Noise Aggregation Analysis Driven by Small-Noise Injection: Efficient Membership Inference for Diffusion Models

Diffusion models have demonstrated powerful performance in generating high-quality images. A typical example is text-to-image generator like Stable Diffusion. However, their widespread use also poses potential privacy risks. A key concern is membership inference attacks, which attempt to determine whether a particular data sample was used in the model training process. We propose an efficient membership inference attack method against diffusion models. This method is based on the injection of slight noise and the evaluation of the aggregation degree of the noise distribution. The intuition is that the noise prediction patterns of diffusion models for training set samples and non-training set samples exhibit distinguishable differences.Specifically, we suppose that member images exhibit higher aggregation of predicted noise around a certain time step of the diffusion process. In contrast, the predicted noises of non-member images exhibit a more discrete characteristic around the certain time step. Compared with other existing methods, our proposed method requires fewer visits to the target diffusion model. We inject slight noise into the image under test and then determine its membership by analyzing the aggregation degree of the noise distribution predicted by the model. Empirical findings indicate that our method achieves superior performance across multiple datasets.

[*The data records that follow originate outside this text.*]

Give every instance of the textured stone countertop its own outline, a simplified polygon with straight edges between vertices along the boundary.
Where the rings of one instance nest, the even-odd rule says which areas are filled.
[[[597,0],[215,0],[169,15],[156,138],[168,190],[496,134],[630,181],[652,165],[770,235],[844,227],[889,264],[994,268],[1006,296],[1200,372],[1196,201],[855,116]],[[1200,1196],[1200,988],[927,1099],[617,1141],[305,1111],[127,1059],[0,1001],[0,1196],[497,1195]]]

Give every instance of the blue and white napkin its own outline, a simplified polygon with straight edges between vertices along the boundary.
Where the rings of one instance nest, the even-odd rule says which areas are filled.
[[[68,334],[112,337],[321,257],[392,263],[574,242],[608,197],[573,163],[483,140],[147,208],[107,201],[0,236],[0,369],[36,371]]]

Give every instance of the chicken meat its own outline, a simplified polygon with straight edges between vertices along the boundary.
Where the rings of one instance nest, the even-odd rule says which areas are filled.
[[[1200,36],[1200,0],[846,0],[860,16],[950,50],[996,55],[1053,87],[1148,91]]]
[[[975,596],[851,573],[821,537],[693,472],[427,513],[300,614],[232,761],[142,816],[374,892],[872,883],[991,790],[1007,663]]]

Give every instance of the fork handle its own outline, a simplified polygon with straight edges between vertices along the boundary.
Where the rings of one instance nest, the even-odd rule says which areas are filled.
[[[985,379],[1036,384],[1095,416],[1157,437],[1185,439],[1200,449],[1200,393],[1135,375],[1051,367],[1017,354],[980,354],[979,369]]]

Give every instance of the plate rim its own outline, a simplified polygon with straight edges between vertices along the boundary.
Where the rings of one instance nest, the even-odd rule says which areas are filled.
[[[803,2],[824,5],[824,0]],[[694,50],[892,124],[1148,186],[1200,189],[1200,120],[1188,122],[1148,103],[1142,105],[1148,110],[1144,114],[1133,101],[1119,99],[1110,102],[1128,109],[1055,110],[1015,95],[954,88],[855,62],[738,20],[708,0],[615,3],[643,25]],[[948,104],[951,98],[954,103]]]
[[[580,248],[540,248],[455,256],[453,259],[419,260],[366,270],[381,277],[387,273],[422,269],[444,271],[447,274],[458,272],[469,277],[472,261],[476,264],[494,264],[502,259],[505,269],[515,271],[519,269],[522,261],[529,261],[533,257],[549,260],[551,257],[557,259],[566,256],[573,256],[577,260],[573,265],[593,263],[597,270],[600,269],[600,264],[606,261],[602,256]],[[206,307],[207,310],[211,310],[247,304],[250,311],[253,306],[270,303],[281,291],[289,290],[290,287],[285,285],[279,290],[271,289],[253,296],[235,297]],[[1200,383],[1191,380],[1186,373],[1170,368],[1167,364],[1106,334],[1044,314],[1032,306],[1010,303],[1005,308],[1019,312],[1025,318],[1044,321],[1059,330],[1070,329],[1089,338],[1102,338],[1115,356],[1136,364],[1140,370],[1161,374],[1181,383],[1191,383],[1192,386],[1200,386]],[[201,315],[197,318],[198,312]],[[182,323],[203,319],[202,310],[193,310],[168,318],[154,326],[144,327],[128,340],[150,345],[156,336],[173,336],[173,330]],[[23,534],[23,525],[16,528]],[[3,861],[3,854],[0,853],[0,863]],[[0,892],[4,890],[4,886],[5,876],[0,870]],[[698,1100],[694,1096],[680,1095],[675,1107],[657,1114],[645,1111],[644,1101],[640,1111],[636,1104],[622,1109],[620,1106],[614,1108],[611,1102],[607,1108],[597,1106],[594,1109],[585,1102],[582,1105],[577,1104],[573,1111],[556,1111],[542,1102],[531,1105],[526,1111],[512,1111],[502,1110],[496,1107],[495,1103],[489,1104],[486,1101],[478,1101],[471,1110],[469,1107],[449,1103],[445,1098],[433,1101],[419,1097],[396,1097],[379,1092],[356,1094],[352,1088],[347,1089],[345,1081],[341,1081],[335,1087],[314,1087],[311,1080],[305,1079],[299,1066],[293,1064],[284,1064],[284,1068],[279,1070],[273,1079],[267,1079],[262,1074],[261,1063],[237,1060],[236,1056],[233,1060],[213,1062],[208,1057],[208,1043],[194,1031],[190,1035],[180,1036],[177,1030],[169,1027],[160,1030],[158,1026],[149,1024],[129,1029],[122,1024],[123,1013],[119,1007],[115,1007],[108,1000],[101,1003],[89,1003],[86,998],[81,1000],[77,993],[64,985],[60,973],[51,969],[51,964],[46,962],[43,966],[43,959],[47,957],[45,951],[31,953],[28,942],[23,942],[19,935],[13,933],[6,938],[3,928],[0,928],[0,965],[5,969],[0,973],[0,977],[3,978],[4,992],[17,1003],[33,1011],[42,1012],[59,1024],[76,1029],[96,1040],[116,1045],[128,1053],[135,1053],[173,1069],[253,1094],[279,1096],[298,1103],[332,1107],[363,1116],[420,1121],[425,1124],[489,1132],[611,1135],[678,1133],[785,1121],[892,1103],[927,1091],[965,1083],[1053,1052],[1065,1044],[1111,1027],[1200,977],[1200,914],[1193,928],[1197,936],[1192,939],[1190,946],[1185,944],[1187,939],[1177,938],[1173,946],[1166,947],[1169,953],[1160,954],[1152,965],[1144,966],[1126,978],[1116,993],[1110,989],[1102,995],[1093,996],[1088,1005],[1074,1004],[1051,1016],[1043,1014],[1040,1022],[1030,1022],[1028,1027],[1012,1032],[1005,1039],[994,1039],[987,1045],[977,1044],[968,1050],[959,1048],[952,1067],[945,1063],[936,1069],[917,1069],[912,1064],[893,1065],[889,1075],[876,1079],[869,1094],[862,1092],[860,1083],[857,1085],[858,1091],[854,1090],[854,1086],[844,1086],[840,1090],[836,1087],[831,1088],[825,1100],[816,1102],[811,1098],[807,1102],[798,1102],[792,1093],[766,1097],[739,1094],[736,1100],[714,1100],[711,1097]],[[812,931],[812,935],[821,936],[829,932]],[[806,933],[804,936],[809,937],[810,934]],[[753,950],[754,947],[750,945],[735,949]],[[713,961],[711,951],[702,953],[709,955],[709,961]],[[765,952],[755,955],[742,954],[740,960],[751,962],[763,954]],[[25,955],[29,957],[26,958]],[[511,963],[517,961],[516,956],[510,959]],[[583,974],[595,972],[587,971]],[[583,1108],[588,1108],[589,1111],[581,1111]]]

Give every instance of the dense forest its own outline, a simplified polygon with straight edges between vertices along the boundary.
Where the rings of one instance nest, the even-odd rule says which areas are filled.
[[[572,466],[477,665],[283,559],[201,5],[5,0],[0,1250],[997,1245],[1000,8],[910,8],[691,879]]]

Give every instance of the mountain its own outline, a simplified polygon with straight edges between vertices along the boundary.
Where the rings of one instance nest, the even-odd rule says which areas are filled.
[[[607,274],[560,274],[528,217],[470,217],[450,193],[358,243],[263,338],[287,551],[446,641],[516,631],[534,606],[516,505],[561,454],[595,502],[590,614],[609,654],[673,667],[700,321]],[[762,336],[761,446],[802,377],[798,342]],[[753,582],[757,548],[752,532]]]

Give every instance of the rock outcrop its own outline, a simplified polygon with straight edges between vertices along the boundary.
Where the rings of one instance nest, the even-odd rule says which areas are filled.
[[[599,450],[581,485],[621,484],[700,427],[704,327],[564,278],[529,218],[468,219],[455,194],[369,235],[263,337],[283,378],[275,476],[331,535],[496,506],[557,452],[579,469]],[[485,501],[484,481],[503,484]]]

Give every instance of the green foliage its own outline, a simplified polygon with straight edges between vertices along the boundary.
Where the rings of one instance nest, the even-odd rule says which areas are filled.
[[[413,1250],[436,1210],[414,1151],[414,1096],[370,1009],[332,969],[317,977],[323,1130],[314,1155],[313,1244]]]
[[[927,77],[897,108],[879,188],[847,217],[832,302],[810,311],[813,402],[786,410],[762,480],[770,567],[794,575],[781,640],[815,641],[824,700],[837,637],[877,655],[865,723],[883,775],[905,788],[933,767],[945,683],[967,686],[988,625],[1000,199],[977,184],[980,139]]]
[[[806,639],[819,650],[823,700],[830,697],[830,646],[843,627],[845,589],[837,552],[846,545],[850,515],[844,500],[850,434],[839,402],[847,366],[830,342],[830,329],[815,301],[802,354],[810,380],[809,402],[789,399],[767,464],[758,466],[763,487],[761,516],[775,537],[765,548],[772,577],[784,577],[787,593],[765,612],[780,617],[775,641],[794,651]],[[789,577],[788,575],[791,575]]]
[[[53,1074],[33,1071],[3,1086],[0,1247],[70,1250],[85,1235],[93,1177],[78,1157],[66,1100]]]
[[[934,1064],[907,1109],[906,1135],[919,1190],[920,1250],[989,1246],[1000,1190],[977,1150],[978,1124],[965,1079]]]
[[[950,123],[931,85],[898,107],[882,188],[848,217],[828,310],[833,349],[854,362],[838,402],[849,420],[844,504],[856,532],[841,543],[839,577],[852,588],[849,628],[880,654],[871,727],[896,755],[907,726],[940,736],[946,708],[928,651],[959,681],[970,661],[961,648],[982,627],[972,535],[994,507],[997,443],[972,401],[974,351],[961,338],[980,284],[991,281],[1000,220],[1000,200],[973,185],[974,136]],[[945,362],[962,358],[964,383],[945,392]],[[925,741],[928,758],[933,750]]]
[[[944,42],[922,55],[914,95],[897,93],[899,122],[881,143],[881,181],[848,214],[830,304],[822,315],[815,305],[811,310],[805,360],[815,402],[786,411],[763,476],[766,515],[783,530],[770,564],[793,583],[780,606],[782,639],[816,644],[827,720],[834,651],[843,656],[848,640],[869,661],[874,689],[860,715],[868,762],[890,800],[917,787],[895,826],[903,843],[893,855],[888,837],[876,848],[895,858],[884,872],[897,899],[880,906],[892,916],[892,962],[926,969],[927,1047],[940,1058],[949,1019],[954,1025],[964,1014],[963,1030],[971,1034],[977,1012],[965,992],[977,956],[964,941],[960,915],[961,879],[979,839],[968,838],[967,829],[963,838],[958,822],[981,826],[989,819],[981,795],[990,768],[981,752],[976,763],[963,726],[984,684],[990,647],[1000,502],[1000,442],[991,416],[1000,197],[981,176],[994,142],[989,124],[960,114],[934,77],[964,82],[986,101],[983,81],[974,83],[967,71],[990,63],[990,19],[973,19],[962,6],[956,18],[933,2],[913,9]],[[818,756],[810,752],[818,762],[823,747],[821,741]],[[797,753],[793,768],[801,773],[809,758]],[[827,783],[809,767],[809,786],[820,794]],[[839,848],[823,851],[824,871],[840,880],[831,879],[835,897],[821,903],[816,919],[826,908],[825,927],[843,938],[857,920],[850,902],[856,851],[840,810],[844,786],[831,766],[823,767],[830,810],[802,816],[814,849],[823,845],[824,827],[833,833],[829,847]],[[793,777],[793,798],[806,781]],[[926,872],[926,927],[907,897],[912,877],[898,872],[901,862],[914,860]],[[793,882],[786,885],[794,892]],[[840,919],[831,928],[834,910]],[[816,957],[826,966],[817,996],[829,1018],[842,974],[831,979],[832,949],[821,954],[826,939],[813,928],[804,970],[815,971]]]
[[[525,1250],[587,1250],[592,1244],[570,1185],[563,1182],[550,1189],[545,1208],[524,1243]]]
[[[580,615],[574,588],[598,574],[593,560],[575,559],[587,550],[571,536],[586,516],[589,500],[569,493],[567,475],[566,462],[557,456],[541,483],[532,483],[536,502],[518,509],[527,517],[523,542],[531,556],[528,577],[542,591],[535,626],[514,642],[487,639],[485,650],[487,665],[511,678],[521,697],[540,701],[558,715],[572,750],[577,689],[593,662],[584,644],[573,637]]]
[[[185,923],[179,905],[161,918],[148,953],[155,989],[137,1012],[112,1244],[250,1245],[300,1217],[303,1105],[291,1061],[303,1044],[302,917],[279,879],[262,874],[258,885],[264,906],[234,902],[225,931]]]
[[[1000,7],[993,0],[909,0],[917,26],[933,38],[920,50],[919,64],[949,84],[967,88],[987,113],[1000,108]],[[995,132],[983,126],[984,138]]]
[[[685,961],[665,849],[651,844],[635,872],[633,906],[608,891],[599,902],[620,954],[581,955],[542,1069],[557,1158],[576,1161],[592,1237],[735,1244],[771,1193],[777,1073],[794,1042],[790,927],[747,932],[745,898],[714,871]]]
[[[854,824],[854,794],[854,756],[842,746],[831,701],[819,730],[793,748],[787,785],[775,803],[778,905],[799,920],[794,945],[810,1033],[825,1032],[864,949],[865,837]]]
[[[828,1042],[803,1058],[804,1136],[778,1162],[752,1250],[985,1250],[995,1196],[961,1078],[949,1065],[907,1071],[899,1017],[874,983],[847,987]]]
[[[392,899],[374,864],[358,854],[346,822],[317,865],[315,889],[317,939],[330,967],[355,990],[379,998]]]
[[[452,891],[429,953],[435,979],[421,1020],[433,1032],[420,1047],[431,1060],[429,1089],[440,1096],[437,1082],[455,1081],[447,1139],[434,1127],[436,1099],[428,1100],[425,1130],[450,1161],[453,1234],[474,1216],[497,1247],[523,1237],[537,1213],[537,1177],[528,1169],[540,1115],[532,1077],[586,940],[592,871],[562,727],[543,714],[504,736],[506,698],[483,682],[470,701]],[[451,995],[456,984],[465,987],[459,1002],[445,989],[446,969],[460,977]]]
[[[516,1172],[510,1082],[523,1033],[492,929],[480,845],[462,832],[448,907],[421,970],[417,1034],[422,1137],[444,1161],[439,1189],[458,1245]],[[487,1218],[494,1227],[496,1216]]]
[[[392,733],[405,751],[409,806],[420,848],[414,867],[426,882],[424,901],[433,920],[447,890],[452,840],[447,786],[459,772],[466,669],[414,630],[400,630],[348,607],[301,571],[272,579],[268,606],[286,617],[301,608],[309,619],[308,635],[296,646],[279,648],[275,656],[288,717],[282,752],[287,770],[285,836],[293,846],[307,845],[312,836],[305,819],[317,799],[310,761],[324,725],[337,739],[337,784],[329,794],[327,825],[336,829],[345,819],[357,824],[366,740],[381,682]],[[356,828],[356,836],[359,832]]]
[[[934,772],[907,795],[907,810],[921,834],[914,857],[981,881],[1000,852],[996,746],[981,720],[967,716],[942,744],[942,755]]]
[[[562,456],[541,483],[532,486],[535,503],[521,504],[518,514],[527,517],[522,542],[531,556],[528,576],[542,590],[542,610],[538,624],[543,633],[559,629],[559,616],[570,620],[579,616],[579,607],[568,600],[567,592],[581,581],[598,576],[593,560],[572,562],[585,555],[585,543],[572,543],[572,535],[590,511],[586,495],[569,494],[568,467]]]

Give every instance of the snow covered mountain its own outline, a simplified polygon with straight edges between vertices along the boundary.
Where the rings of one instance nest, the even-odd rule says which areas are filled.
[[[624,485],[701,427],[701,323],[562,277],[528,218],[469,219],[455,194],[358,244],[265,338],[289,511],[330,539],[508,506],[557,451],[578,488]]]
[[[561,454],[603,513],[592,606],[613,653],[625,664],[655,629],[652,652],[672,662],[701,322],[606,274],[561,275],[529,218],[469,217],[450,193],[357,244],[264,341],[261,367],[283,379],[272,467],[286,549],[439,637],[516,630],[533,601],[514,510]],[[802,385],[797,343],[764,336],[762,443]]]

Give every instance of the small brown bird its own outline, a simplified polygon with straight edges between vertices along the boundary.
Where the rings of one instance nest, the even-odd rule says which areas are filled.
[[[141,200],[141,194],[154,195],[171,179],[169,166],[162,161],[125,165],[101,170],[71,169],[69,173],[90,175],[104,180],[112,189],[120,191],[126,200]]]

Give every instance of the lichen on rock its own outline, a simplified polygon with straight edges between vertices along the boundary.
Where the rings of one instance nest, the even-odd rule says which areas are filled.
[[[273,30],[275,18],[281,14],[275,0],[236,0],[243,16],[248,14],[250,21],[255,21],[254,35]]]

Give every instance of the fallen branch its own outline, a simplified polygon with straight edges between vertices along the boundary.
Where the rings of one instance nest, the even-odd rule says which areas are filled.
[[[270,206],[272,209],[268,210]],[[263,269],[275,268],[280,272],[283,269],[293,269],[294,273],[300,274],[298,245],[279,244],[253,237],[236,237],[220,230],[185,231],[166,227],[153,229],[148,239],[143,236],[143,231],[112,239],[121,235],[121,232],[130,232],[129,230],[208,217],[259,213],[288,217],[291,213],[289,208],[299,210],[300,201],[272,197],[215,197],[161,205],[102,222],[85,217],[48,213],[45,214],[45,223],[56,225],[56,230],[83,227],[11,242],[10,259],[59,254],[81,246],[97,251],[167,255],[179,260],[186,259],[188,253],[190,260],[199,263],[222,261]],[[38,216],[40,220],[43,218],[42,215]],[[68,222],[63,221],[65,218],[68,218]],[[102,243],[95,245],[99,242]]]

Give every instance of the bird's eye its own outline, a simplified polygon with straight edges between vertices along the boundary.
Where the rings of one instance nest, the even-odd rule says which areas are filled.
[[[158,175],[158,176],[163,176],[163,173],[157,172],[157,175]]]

At the same time, our method can also show better attack effects in ASR and AUC when facing large-scale text-to-image diffusion models, proving the scalability of our method.

Key Contributions

Novel MIA that injects low-intensity noise into candidate images and determines membership by measuring the aggregation degree of the diffusion model's predicted noise across adjacent timesteps.
Demonstrates that small-noise injection amplifies the behavioral gap between member and non-member samples while drastically reducing the number of model queries required compared to prior methods.
Empirically validates scalability to large-scale text-to-image diffusion models (e.g., Stable Diffusion), achieving superior AUC and ASR across multiple datasets.

🛡️ Threat Analysis

Membership Inference Attack

The paper's sole contribution is a membership inference attack — determining whether specific images were used in diffusion model training — by analyzing aggregation of predicted noise distributions, a direct binary membership determination task.